Я понимал, что он прав: если промедлить, экипаж погрузит оба автомобиля на паром.

— Леопольд, почему ты мне помог?

— Потому что ты мне друг. И потому, что ты кормил и поил меня несколько дней.

— Леопольд, мне кажется, ты не уедешь.

— Ага, догадался? А ты знаешь, что ты и вправду мой друг?

Взглянув в последний раз на Леопольда, на его фальшивые часы, на побрякушки, на тряпки с логотипами мира, который он обожал, ненавидел и куда никогда, наверно, не попадет, я рванул к ближайшей машине, проскользнул через заднюю дверь, между передним креслом и детскими сиденьями, прикрылся сверху несколькими легкими сумками, и сделался невидимым.
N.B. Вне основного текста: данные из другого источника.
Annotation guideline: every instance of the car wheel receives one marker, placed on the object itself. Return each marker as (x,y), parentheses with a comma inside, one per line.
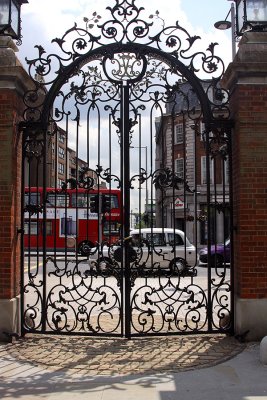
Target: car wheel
(216,260)
(104,263)
(177,265)
(85,248)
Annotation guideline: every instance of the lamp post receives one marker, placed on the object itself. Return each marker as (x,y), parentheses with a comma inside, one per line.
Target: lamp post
(143,147)
(10,23)
(229,24)
(251,15)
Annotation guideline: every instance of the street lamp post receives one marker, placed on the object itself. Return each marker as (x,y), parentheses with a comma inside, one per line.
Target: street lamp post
(229,24)
(144,147)
(251,15)
(10,23)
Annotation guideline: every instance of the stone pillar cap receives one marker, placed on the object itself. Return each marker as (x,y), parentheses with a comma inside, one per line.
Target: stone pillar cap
(7,42)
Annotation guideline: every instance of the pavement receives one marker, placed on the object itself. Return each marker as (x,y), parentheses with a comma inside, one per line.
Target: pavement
(210,367)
Я затаился.

Работник парома сел в машину, подогнал ее к сходням, припарковал на стоянке, расположенной в металлическом чреве корабля.

Несколько часов я сидел неподвижно, потом раздалось урчание, резкий свисток сирены, и земля сдвинулась с места.

Паром тронулся и взял курс на Неаполь.

В голове моей с безумной скоростью проносились молитвы и научные выкладки о размере корпуса и его способности выстоять в бурю. Иными словами, я трусил.


12

В Неаполе стоило повертеться вокруг вокзала, чтобы проникнуть в подпольную торговую сеть. Ищешь наркотики — найдешь товар у вокзала, нужны проститутки — их снимают у вокзала, нужны мужчины — за деньги или так, их тоже снимают у вокзала, нужна черная работа — хозяев и работников находят у вокзала. О, неаполитанский вокзал не был раем, здесь без билета пускали прямо в ад, здесь женщины были уродливы, мужчины вымотаны, труд — унизителен, наниматели — мерзавцы, оплата — призрачна, а наркотики убийственны. На неаполитанском вокзале можно было найти все, но все было испорчено, опошлено, изъедено пустотой.

Потратив несколько дней на расспросы украдкой, я нашел перевозчиков, которые шаркали лакированными ботинками среди прочего люда и не замедлили объяснить мне свои условия.

За сумму, равную заработку за четыре-шесть месяцев, они обеспечивали перевоз до Северного моря, то есть проезд через две страны — Италию и Францию и пересечение двух границ — французской и бельгийской. А там на месте надо было искать других людей, чтобы достичь Англии.

Среди нас — кандидатов-беженцев — редко кто обладал нужной суммой. Никаких проблем! Если денег не было, проводники предлагали их заработать. Как турагентство, они предлагали «полный пакет» — несколько месяцев работы за обещанный перевоз.

Я сразу заподозрил, что за этими людьми стоит мафия.

— Она всегда в ногу со временем, всегда отслеживает новые рынки! Мафия почуяла, что на нелегалах можно заработать деньги. Таков гений торговли, сын мой: понять, что из бедных можно вытянуть столько же денег, сколько из богатых.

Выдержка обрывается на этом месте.